JuiceFS
Doris 4.0.2
JuiceFS is an open-source, high-performance distributed file system designed for the cloud. It is fully compatible with the HDFS API. Doris treats the jfs:// scheme as HDFS-compatible, so you can access data stored in JuiceFS using the same approach as HDFS.

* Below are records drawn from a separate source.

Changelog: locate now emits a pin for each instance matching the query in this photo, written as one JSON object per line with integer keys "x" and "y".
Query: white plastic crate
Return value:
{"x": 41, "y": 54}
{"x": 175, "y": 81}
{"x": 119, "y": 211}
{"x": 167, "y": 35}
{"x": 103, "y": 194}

This document describes the parameters required for accessing JuiceFS. These parameters apply to:
- Catalog properties
- Table Valued Function properties
- Broker Load properties
- Export properties
- Outfile properties
Prerequisites
JuiceFS access relies on the juicefs-hadoop client jar. Starting from Doris 4.0.2, the build system automatically downloads and packages this jar. The jar is placed under:
- FE:
fe/lib/juicefs/ - BE:
be/lib/java_extensions/juicefs/
If you are deploying manually, download the juicefs-hadoop-<version>.jar from Maven Central and place it in the directories listed above.
Parameter Overview
Since JuiceFS is HDFS-compatible, it shares the same authentication parameters as HDFS. Additionally, the following JuiceFS-specific parameters are available:
| Property Name | Description | Required |
|---|---|---|
| fs.defaultFS | The default filesystem URI, for example jfs://cluster. | Yes |
| fs.jfs.impl | The Hadoop FileSystem implementation class. Must be set to io.juicefs.JuiceFileSystem. | Yes |
| juicefs.<cluster>.meta | The JuiceFS metadata engine endpoint, for example redis://127.0.0.1:6379/1 or mysql://user:pwd@(host:port)/db. Replace <cluster> with the cluster name in your fs.defaultFS URI. | Yes |
For HDFS authentication parameters (Simple or Kerberos), refer to the HDFS documentation.
All properties prefixed with juicefs. will be passed through to the underlying JuiceFS Hadoop client.
Example Configurations
Catalog with Hive Metastore
CREATE CATALOG jfs_hive PROPERTIES (
'type' = 'hms',
'hive.metastore.uris' = 'thrift://<hms_host>:9083',
'fs.defaultFS' = 'jfs://cluster',
'fs.jfs.impl' = 'io.juicefs.JuiceFileSystem',
'juicefs.cluster.meta' = 'redis://127.0.0.1:6379/1',
'hadoop.username' = 'doris'
);
Broker Load
LOAD LABEL example_db.label1
(
DATA INFILE("jfs://cluster/path/to/data/*")
INTO TABLE `my_table`
)
WITH BROKER
(
"fs.defaultFS" = "jfs://cluster",
"fs.jfs.impl" = "io.juicefs.JuiceFileSystem",
"juicefs.cluster.meta" = "redis://127.0.0.1:6379/1",
"hadoop.username" = "doris"
);
Table Valued Function
SELECT * FROM TABLE(
"uri" = "jfs://cluster/path/to/file.parquet",
"format" = "parquet",
"fs.jfs.impl" = "io.juicefs.JuiceFileSystem",
"juicefs.cluster.meta" = "redis://127.0.0.1:6379/1"
);
Best Practices
- Ensure the
juicefs-hadoopjar is deployed on all FE and BE nodes. - The
juicefs.<cluster>.metaproperty must match the cluster name in thejfs://URI. For example, iffs.defaultFS = jfs://mycluster, the metadata property should bejuicefs.mycluster.meta. - JuiceFS supports multiple metadata engines (Redis, MySQL, TiKV, SQLite, etc.). Choose based on your scale and availability requirements.
- HDFS configurations such as Kerberos authentication, HA nameservice settings, and Hadoop config files are all compatible with JuiceFS.